Successo di pubblico (online) ieri sera per l’incontro con Carmen Giardina e Massimiliano Palmese, autori del documentario Il caso Braibanti (2020).

Con il loro film, Giardina e Palmese ci hanno lasciato un ritratto completo di Aldo Braibanti. Partigiano, poeta, filosofo, amante delle arti e della natura, un uomo che ha combattuto per le sue idee, che ha subito le torture dei fascisti, e che la Repubblica Italiana ha infangato in un processo subdolo e fazioso, arrivando addirittura ad additarlo come demonio plagiatore.

Tutto questo è raccontato dalle testimonianze del nipote di Aldo, dei suoi amici più cari, e anche di chi si batté politicamente nella causa, ricostruita con precisione dagli atti processuali, e resa in tutta la sua verace violenza da spezzoni tratti dall’omonimo spettacolo teatrale. Filmati d’archivio, foto di giornali del tempo, video sperimentali realizzati con lo stesso Braibanti, tutto questo permette allo spettatore di avere un quadro completo ed autentico di Aldo, della vicenda processuale e del contesto conflittuale in cui si svolge, quello di un Paese a metà tra tradizione ed evoluzione, in cui forze politiche e culturali agiscono in sensi diametralmente opposti, e lunghe ombre si stagliano sulle procedure giudiziarie che portano alla condanna del Braibanti.

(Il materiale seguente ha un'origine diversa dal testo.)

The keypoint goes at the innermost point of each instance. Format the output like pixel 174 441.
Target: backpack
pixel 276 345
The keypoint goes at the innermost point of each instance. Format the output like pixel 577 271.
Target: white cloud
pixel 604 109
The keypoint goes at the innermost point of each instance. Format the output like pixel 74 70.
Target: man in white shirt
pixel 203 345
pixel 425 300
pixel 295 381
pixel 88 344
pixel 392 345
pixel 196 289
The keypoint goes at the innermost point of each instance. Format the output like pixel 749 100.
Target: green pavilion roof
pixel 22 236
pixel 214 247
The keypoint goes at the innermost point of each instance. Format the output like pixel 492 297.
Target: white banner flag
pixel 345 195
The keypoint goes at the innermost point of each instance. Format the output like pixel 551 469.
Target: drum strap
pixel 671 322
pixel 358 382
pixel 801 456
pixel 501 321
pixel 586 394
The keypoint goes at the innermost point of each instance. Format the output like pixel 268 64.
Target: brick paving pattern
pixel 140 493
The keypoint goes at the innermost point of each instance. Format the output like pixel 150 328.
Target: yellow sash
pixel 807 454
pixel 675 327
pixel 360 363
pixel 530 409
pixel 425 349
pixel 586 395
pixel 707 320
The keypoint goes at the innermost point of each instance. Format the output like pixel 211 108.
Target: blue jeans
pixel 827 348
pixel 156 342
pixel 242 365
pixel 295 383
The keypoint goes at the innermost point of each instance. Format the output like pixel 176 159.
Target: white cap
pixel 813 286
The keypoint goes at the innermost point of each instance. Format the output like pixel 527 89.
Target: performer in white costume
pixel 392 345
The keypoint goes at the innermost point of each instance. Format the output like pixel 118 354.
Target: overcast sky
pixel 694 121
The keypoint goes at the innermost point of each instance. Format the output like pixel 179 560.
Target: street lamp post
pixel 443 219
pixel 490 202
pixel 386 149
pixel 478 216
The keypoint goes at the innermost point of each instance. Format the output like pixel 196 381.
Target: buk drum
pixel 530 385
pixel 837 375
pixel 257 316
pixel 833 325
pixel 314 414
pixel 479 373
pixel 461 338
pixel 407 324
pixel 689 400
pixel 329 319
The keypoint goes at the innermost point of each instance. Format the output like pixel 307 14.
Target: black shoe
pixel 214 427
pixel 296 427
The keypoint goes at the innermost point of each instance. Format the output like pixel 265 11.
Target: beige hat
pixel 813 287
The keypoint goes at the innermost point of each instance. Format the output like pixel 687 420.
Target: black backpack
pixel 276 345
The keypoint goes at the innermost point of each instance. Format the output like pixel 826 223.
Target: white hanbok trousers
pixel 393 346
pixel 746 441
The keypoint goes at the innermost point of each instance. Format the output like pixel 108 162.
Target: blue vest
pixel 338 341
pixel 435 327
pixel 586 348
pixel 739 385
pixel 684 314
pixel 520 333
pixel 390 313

Un sapiente utilizzo della musica e del montaggio ci mostra il chiaro intento di denuncia che anima il docu-film, non solo verso il processo-farsa, ma soprattutto riguardo un’Italia che nasconde le sue ingiustizie e brutture, che non ricorda il passato perché lo dimentica volontariamente, che ignora la storia, e così facendo ricade negli stessi tragici errori che furono causa di immani sofferenze.